Relationships help us during tough times. Relationships are vital to our wellbeing. 

When you’re feeling bad it’s tempting to pull the covers over your head and shut out the world. But it doesn’t actually help. It’s really important to stay connected to friends, whānau, school, work, nature and the world around you. It’s a fact that people who are connected, are more likely to be happy!

You don’t need masses of friends to be happy - it’s the quality of relationships that matters, not how many friends you have on Facebook or followers on Twitter. Traditionally, for Māori and Pasifika cultures, good health and wellbeing cannot be separated from connection through relationships – relationships are sacred, characterised by Pasifika values of ‘ofa, alofa, aro’a, aloha, aroha or love.

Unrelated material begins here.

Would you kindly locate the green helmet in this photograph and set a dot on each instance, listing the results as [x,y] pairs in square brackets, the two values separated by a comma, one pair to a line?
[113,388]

If we have negative thoughts about ourselves, others or our future, it’s time to gather those we love around us. That's when we really need our relationships and supportive people to connect with us. They can help remind us that those negative thoughts and messages are not true. They can boost our confidence and make sure we feel accepted and supported. Doing fun stuff with caring mates and family makes us feel better!

Don’t forget to go outside into the sun and connect with nature too. Spending time outside gives you much more than just a good change of scenery. It can help you relax and see things differently. Plus you’ll get a good dose of fresh air and vitamin D (if the sun’s shining), and a better night’s sleep.

When you’re experiencing nature it can take your mind off the things going on in your life because you’re absorbed in catching the next wave, enjoying the sun on your face or taking notice of the beauty that surrounds you. This is called mindfulness which is a really helpful tool for combating worrying thoughts. 

Aunty Dee’s tips for connecting

  • Aotearoa has everything you could want when it comes to the outdoors

You can head to the beach, bike in the bush, kick a ball, or just chill out in a park. Pick a place where you’ll feel safe and relaxed. If you’ve got a friend who could be up for a bit of nature, invite them along too. There’s no shortage of space.

  • Talk to friends and family about what’s going on for you

This may seem simple, but we know when you are not feeling great that communication can sometimes be tricky. Check out my tips for talking.

  • Volunteer to help others – helping others feel better makes you feel better
  • Connect in with your local church or youth group

Ki te kotahi te kākaho ka whati, ki te kāpuia, e kore e whati – ‘If there is but one toetoe stem it will break, but if they are together in a bundle they will never break’.